A fluorescence imaging protocol for correlating intracellular free cationic copper to the total uptaken copper by live cells.

A variety of fluorescence probes have been developed for fluorescence imaging of metals in biological cells. However, accurate quantification of metals with fluorescent approaches is challenging due to the difficulty in establishing a standard calibration curve in living cells. Herein, a fluorescence imaging protocol is developed for imaging intracellular Cu2+ and its correlation with the cellular uptake of copper. The total amount of intracellular Cu is detected by inductively coupled plasma mass spectrometry (ICP-MS) in parallel. Fluorescence imaging of Cu2+ is accomplished with Rhodamine B derivative modified carbon dots (CDs-Rbh) based on fluorescence resonance energy transfer (FRET) from CDs to rhodamine.
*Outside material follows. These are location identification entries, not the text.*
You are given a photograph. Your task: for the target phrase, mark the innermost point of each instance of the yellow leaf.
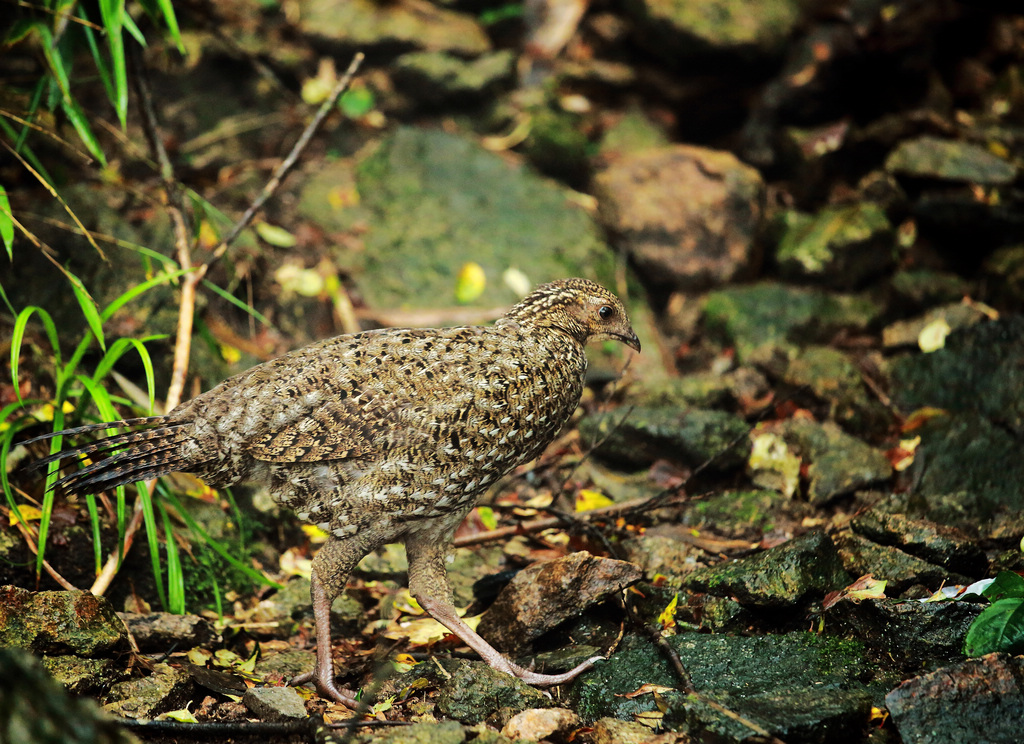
(208, 237)
(342, 197)
(933, 337)
(229, 354)
(588, 499)
(29, 514)
(199, 656)
(249, 665)
(668, 617)
(487, 517)
(315, 90)
(293, 563)
(314, 533)
(770, 453)
(470, 282)
(869, 589)
(182, 716)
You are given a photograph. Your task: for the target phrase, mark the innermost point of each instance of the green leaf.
(17, 336)
(89, 309)
(275, 235)
(1006, 584)
(999, 627)
(356, 102)
(113, 12)
(237, 302)
(81, 124)
(137, 290)
(6, 224)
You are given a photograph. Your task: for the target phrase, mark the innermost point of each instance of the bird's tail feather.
(134, 455)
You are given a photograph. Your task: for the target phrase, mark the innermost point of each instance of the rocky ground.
(814, 211)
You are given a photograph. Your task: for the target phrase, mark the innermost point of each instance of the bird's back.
(414, 423)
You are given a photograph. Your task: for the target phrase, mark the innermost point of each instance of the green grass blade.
(216, 545)
(81, 123)
(17, 337)
(153, 540)
(113, 12)
(136, 33)
(175, 579)
(52, 472)
(237, 302)
(6, 442)
(89, 309)
(97, 56)
(137, 290)
(117, 350)
(97, 549)
(6, 224)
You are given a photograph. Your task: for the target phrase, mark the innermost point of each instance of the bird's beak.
(631, 340)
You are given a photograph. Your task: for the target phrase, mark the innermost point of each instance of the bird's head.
(582, 308)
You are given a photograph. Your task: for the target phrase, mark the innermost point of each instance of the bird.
(377, 437)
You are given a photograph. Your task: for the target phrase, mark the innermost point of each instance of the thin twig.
(271, 186)
(186, 309)
(538, 525)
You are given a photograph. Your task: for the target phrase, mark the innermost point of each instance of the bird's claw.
(532, 677)
(326, 689)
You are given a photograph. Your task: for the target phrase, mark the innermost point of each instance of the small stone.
(978, 700)
(807, 566)
(146, 697)
(688, 216)
(547, 594)
(157, 631)
(538, 724)
(59, 622)
(949, 160)
(274, 703)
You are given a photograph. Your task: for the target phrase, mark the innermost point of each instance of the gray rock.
(935, 542)
(979, 700)
(470, 691)
(688, 216)
(545, 595)
(804, 567)
(680, 31)
(274, 703)
(911, 635)
(163, 630)
(900, 570)
(146, 697)
(767, 319)
(840, 247)
(839, 464)
(432, 201)
(949, 160)
(435, 78)
(757, 676)
(60, 622)
(638, 436)
(368, 25)
(35, 709)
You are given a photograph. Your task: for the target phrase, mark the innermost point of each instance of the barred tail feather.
(132, 456)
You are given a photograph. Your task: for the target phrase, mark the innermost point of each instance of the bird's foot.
(534, 677)
(324, 684)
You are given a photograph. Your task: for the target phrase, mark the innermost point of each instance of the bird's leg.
(428, 583)
(331, 568)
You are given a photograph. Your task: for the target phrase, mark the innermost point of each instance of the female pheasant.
(379, 437)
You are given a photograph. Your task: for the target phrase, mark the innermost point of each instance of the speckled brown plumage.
(381, 436)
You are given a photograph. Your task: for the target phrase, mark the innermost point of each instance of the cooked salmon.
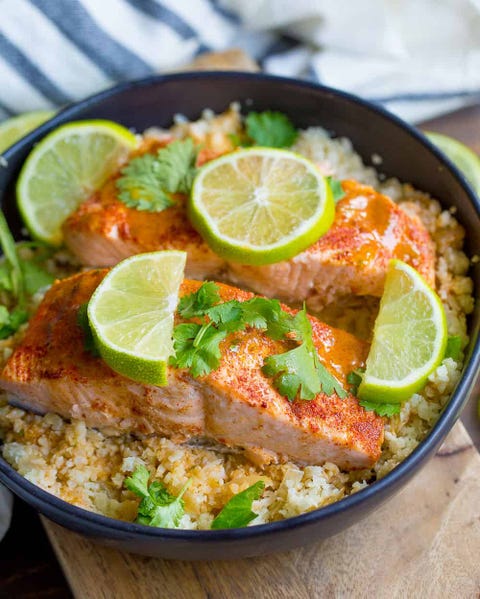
(235, 405)
(351, 258)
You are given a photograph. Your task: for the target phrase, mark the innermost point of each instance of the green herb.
(157, 508)
(270, 129)
(382, 409)
(197, 303)
(237, 512)
(10, 322)
(148, 181)
(354, 379)
(295, 372)
(197, 347)
(299, 371)
(454, 347)
(88, 340)
(337, 189)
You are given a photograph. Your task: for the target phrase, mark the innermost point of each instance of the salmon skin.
(351, 258)
(234, 405)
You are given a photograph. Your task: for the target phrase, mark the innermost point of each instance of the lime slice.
(17, 127)
(409, 337)
(463, 158)
(131, 315)
(260, 205)
(64, 169)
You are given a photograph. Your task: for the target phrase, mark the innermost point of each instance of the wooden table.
(28, 567)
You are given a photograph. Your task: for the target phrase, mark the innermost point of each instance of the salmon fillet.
(235, 405)
(351, 258)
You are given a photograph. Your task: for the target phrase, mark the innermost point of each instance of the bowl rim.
(403, 471)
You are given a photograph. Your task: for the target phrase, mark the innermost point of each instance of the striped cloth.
(417, 57)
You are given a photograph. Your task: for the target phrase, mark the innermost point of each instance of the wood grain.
(423, 543)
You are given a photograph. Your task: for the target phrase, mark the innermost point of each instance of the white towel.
(416, 57)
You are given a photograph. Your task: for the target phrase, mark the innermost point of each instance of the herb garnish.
(270, 129)
(237, 512)
(336, 187)
(148, 181)
(382, 409)
(197, 345)
(158, 507)
(19, 278)
(299, 371)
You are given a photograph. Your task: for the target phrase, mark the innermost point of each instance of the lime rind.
(400, 336)
(133, 329)
(225, 204)
(64, 169)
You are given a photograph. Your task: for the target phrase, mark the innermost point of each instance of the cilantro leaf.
(176, 165)
(263, 313)
(382, 409)
(197, 347)
(147, 181)
(88, 340)
(197, 303)
(354, 379)
(237, 512)
(337, 189)
(10, 322)
(270, 129)
(293, 373)
(35, 276)
(454, 347)
(299, 371)
(140, 187)
(158, 507)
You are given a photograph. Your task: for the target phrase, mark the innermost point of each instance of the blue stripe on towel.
(165, 15)
(79, 27)
(422, 97)
(30, 72)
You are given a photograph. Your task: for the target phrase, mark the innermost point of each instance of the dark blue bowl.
(406, 154)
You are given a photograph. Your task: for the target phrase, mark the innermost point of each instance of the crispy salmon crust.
(236, 405)
(351, 258)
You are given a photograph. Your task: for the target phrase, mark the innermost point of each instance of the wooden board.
(424, 543)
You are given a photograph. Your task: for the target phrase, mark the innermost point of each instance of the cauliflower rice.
(87, 467)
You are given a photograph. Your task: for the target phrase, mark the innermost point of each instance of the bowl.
(406, 154)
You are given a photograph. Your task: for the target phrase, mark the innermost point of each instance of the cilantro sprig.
(270, 129)
(237, 512)
(298, 372)
(161, 509)
(19, 278)
(148, 181)
(158, 507)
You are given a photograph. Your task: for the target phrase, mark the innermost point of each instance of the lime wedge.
(260, 205)
(464, 159)
(131, 315)
(409, 337)
(17, 127)
(64, 169)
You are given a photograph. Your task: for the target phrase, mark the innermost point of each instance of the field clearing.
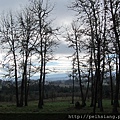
(60, 108)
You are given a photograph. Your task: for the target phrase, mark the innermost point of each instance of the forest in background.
(29, 38)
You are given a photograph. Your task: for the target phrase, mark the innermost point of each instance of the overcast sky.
(63, 17)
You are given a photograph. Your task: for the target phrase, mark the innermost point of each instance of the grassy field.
(58, 109)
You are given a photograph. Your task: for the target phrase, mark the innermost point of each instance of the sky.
(63, 17)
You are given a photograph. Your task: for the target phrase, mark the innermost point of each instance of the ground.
(52, 110)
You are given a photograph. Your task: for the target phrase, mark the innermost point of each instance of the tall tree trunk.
(111, 81)
(16, 82)
(115, 25)
(79, 73)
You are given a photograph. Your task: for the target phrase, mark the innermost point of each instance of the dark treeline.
(28, 38)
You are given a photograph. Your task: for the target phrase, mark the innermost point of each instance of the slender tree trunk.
(79, 73)
(111, 80)
(73, 77)
(16, 82)
(87, 86)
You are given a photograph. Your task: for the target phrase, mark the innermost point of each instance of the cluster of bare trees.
(28, 38)
(97, 31)
(30, 34)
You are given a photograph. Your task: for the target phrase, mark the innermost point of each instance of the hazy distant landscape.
(59, 57)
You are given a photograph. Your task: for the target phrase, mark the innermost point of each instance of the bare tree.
(10, 43)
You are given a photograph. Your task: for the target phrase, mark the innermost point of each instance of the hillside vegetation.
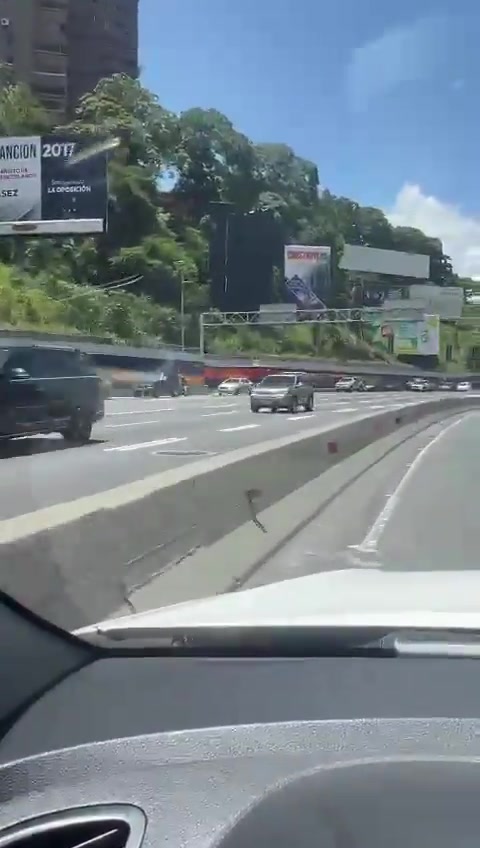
(160, 238)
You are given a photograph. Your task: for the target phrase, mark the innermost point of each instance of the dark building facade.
(102, 38)
(62, 48)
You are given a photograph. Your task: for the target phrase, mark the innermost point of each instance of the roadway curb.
(119, 540)
(228, 564)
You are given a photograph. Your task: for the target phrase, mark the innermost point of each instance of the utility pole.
(182, 309)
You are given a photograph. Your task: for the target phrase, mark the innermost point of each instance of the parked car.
(283, 391)
(419, 384)
(350, 384)
(47, 389)
(235, 386)
(160, 385)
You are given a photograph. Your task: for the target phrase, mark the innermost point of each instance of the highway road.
(416, 510)
(142, 436)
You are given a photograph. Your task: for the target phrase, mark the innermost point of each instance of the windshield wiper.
(291, 641)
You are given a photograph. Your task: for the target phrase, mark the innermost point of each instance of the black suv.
(283, 391)
(48, 390)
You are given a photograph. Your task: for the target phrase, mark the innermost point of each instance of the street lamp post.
(182, 309)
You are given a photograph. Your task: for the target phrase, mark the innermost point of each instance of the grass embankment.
(43, 303)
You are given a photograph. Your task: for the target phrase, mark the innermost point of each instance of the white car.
(235, 386)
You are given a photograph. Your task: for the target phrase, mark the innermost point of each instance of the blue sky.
(381, 95)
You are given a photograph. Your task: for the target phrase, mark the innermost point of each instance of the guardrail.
(150, 526)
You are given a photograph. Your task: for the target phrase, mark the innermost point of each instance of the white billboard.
(373, 260)
(277, 313)
(445, 301)
(308, 274)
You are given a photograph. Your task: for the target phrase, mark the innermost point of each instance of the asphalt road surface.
(417, 509)
(142, 436)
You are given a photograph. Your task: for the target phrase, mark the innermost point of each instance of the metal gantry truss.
(301, 316)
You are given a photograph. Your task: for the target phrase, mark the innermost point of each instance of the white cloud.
(459, 233)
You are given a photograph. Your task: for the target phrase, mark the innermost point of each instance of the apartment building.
(105, 31)
(62, 48)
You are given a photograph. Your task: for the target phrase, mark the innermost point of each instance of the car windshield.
(240, 293)
(272, 382)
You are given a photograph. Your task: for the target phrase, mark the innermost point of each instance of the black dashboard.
(242, 752)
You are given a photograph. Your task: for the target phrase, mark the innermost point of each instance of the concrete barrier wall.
(78, 563)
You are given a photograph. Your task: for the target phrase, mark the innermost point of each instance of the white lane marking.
(216, 414)
(141, 411)
(235, 429)
(133, 424)
(140, 445)
(221, 406)
(371, 540)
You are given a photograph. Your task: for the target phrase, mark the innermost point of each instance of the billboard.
(420, 338)
(410, 337)
(308, 274)
(42, 192)
(373, 260)
(277, 313)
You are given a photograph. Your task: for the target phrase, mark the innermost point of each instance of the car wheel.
(79, 430)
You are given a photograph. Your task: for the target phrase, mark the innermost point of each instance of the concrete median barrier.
(79, 562)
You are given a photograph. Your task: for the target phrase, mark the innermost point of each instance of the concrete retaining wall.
(78, 563)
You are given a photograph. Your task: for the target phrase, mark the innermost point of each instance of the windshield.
(271, 382)
(267, 260)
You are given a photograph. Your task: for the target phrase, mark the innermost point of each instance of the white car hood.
(350, 597)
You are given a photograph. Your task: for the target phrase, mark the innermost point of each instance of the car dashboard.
(198, 751)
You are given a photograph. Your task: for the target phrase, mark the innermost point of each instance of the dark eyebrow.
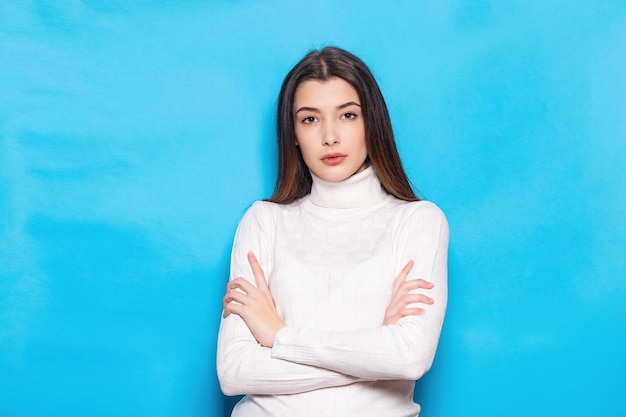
(313, 109)
(348, 104)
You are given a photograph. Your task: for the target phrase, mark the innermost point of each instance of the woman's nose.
(329, 134)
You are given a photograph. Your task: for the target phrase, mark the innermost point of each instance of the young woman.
(338, 283)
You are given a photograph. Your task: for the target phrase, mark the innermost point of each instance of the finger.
(412, 312)
(241, 284)
(417, 298)
(232, 308)
(237, 297)
(415, 284)
(257, 271)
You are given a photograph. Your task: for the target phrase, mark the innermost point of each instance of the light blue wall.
(133, 135)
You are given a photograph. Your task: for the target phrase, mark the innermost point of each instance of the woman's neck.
(359, 190)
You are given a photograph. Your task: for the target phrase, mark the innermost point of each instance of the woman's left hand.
(254, 304)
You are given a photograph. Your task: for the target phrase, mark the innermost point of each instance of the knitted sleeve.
(243, 365)
(401, 351)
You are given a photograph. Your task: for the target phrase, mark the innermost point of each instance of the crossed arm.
(258, 354)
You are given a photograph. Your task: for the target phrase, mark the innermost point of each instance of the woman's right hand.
(402, 297)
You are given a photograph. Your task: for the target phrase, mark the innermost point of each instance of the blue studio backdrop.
(134, 135)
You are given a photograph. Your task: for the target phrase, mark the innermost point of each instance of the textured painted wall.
(134, 136)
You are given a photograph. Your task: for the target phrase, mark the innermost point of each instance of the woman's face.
(330, 129)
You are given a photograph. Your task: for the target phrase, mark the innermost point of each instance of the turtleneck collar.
(359, 190)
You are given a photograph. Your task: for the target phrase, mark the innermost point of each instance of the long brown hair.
(294, 179)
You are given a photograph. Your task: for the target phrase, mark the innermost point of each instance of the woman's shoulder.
(422, 209)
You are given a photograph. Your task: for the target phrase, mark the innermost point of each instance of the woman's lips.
(333, 158)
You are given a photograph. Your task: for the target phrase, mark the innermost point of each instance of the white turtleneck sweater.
(330, 260)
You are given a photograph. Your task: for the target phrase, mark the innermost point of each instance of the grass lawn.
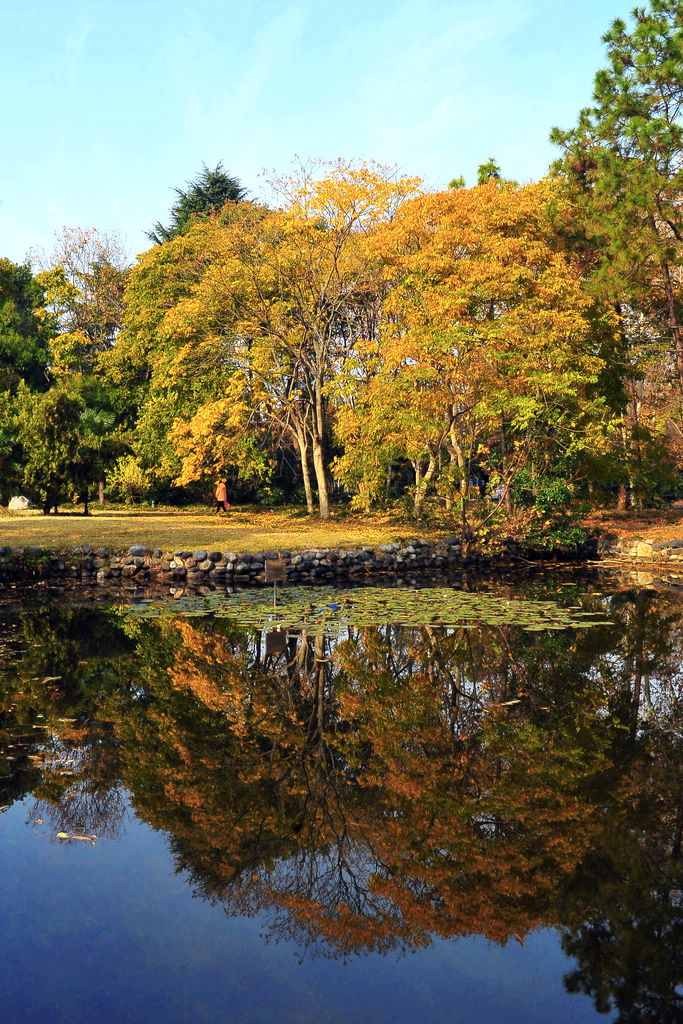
(243, 529)
(652, 524)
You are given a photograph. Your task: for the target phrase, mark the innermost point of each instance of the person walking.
(221, 498)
Intracellular Cu2+ is correlated with fluorescence ratio at λem 500-600 nm (rhodamine) to λem 425-475 nm (CDs) with excitation at λex 405 nm. It is found that Cu2+ is linearly correlated with the total intracellular uptaken copper content, with a linear correlation between the relative fluorescence ratio in fluorescence imaging and intracellular Cu derived from ICP-MS, including both Cu(I) and Cu(II) species. The linear calibration equation is lg(F2/F1) = 0.00148 m[Cu]-0.3622. This approach facilitates further investigation and elucidation of copper transition in live cells and the evaluation of their cytotoxicity.